Qasim wants, in exchange for the traitor, his wife, whom MI5 traded to the Russian FSB. Harry meets the FSB in Berlin, but Will and June intervene and attempt to capture Harry. Harry realises June is working against them and convinces Will she intends to kill them. They capture June, who has been unknowingly following the traitor's orders. They leave her in Berlin, and meet the FSB team. They learn that Qasim's wife died, so they arrange to meet Qasim in London, claiming she is alive.

Harry and Will recruit Hannah to their cause, and she pretends to be Qasim's wife. However, when the operation is botched, Harry meets Qasim alone, confirms that his wife is dead, and makes a new deal. Fearing what deal Harry might have made, Will demands Hannah call in SCO19, who arrest Harry and Will and take them to MI5 headquarters.

Qasim has given Harry the location of his terrorist cell, allowing MI5 to neutralise the pending attack and apprehend most of Qasim's men. While Mace, Emerson and Maltby are interrogating Harry, Qasim bursts into the room with armed men, killing several personnel including Calum Reed. To their horror, Harry had given Qasim the knowledge necessary to infiltrate headquarters. Mace offers his life if Qasim spares the others, but when Emerson proclaims credit for sabotaging the transport, Qasim kills him instead. Will works with June to kill Qasim and his thugs.

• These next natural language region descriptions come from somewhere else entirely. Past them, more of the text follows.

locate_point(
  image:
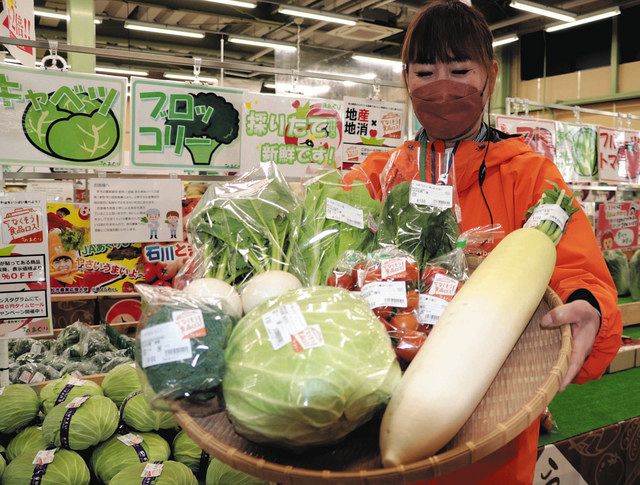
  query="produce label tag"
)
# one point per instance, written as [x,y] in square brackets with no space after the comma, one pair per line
[76,402]
[152,470]
[341,212]
[130,439]
[44,457]
[283,322]
[308,338]
[548,212]
[444,286]
[438,196]
[190,322]
[385,293]
[430,309]
[392,267]
[163,343]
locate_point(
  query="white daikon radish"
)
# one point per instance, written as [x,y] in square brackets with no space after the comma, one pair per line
[466,348]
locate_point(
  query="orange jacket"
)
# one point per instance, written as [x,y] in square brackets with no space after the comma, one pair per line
[515,179]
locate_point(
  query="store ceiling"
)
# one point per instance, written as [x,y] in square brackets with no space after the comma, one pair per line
[217,21]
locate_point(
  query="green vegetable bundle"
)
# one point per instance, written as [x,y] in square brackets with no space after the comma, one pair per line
[324,235]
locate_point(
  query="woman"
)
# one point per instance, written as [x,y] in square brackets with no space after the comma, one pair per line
[450,74]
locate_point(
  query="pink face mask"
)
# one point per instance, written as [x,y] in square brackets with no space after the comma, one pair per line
[447,109]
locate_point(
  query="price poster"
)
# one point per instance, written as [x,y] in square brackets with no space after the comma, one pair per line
[25,295]
[617,226]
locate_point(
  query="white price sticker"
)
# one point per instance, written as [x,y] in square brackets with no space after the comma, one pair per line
[548,212]
[430,309]
[341,212]
[44,457]
[152,470]
[163,343]
[438,196]
[283,322]
[392,267]
[190,322]
[385,293]
[130,439]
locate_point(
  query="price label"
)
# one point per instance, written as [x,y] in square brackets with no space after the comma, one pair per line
[438,196]
[341,212]
[163,343]
[385,293]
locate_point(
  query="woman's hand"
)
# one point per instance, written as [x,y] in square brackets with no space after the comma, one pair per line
[585,322]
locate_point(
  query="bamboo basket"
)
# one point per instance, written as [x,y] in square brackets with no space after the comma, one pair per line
[522,389]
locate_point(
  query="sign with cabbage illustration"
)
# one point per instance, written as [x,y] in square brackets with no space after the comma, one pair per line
[187,127]
[60,119]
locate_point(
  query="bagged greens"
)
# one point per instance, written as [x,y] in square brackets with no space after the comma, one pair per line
[67,468]
[334,220]
[18,407]
[91,423]
[120,451]
[336,372]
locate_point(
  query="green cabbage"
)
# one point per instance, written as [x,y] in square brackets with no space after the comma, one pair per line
[138,415]
[173,473]
[30,438]
[619,269]
[314,396]
[120,382]
[93,422]
[18,407]
[187,452]
[114,455]
[49,393]
[67,468]
[220,473]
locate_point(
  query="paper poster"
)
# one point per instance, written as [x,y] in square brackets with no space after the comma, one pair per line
[135,210]
[186,127]
[61,119]
[618,155]
[577,151]
[376,125]
[91,268]
[17,22]
[617,225]
[25,298]
[539,134]
[300,135]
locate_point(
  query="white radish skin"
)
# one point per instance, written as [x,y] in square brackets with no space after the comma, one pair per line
[466,348]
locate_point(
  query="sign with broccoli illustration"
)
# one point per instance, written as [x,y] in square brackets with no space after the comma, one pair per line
[300,135]
[175,125]
[370,126]
[60,119]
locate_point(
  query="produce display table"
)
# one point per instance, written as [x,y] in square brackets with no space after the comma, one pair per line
[598,433]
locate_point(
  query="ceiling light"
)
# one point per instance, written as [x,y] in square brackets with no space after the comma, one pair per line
[505,40]
[195,34]
[270,44]
[234,3]
[128,72]
[189,77]
[316,15]
[543,10]
[603,14]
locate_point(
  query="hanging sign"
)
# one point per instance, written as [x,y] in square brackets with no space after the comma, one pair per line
[60,119]
[25,303]
[300,135]
[186,127]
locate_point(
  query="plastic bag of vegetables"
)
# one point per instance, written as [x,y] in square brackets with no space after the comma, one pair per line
[65,467]
[122,450]
[308,368]
[180,349]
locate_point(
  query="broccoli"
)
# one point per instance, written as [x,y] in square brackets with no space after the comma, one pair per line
[215,122]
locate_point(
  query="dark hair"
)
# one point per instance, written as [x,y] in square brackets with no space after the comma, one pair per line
[448,31]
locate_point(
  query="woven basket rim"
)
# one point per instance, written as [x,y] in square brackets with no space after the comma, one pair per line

Now aware that Harry was right about the traitor, Mace lets him escape. Will catches up to Harry and demands an explanation; Harry explains it was the only way to stop the attack and kill the traitor, and that the deaths of some MI5 agents were preferable to the deaths of hundreds of civilians.

A week later, Harry meets Maltby at a seaside home. Harry tells her that he knows she was the one who sabotaged the prisoner transport, and that Emerson claimed sole credit only to protect her. When Maltby refuses to accept any consequences, Harry reveals that he poisoned her lunch and she has only two hours left to live.

Harry meets Will and explains that the real reason he decommissioned him was not because he was not good enough, but to protect him out of respect for his father. Harry then leaves.

==Production==
Plans of the film were first revealed to be 'in the works' by Firth in March 2013, with a script in development. Firth stated that although "they should make it", he also thought it would cost a lot, "and there's not a lot of money to go round at the moment". The film was officially announced on 1 November 2013. Jonathan Brackley and Sam Vincent, who took over as head writers for the last two years of the Spooks television series, wrote the script. It would be directed by Bharat Nalluri, who previously directed the first episodes of the programme. Jane Featherstone and Stephen Garrett of Kudos, and Ollie Madden of Shine Group would produce the film.

Principal photography commenced in March 2014 at locations including Berlin, Moscow, Isle of Man and London as well as Pinewood Studios. A trailer for the film was released on 27 March 2015.

==Reception==
The film received mixed reviews. On Rotten Tomatoes it has an approval rating of 63% based on 41 reviews, with an average rating of 5.5/10. The website's critical consensus states: "MI-5 (Spooks: The Greater Good) is a stylish, albeit rather perfunctory, adaptation of a spy thriller perhaps best left on the small screen." On Metacritic, the film holds a score of 47 out of 100, based on 13 critics, signifying "mixed or average reviews".